Brachyhypopomus brevirostris
- Conservation status: Least Concern (IUCN 3.1)

Scientific classification
- Kingdom: Animalia
- Phylum: Chordata
- Class: Actinopterygii
- Order: Gymnotiformes
- Family: Hypopomidae
- Genus: Brachyhypopomus
- Species: B. brevirostris
- Binomial name: Brachyhypopomus brevirostris (Steindachner, 1868)
- Synonyms: Rhamphichthys brevirostris Steindachner, 1868 ; Hypopomus brevirostris (Steindachner 1868) ;

= Brachyhypopomus brevirostris =

- Authority: (Steindachner, 1868)
- Conservation status: LC

Species of fish

Brachyhypopomus brevirostris is a species of freshwater ray-finned fish belonging to the family Hypopomidae, the bluntnose knifefishes. This species is found rivers in the northern part of South America.

==Taxonomy==
Brachyhypopomus brevirostris was first formally described as Rhamphichthys brevirostris in 1868 by the Austrian ichthyologist Franz Steindachner with its type locality given as the Rio Guaporé in Brazil. In 1994 Francisco Mago Leccia proposed a new genus, Brachyhypopomus, with Rhamphichthys brevirostris as its type species. The genus Brachyhypopomus belongs to the family Hypopomidae which is classified within the order Gymnotiformes.

==Etymology==
Brachyhypopomus brevirostris is the type species of the genus Brachyhypopomus, this name prefixes brachys-, meaning "short", onto Hypopomus, a reference to the short snout of these fishes in comparison to those in Hypopomus. The specific name, brevirostris, means "short snout", Steindachner describing that of R. brevirostris as "greatly blunted".
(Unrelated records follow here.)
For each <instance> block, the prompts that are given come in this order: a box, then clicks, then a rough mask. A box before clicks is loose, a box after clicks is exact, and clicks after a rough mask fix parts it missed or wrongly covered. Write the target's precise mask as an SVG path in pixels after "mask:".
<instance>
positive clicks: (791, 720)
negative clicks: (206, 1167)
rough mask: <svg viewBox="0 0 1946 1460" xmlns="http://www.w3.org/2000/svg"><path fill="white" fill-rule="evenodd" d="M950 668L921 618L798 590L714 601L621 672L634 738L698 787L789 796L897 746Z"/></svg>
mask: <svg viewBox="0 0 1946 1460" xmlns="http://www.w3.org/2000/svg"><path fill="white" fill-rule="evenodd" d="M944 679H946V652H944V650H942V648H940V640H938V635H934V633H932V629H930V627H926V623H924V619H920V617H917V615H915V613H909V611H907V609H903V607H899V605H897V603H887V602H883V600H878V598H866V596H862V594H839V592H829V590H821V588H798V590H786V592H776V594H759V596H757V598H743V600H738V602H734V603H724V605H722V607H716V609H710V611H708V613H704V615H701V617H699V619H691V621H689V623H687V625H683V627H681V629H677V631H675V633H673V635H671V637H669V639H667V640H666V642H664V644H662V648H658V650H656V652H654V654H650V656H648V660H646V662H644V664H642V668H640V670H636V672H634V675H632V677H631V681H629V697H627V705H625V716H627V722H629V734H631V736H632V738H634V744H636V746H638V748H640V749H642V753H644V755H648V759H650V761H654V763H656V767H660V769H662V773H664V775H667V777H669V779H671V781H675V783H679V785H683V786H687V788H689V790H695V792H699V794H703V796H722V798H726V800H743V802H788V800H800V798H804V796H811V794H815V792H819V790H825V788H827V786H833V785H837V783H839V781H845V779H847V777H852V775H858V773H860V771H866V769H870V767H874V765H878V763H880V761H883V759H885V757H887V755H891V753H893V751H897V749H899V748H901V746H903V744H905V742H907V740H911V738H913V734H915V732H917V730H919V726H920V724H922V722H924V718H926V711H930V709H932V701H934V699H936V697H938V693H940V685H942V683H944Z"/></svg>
==Distribution and habitat==
Brachyhypopomus brevirostris is found in the drainage systems of the Amazon and Orinoco rivers, it is also found in coastal drainages in northern South America and the northern basin of the Paraguay River. It is found in Colombia, Venezuela, Gutyna, French Guiana, Suriname, Ecuador, Peru, Paraguay, Brazil and Argentina. It is a benthopelagic species which is often associated with floating vegetations.

==Biology==
Brachyhypopomus brevirostris is a facultative air breather. The females lay around 50 eggs in each spawning.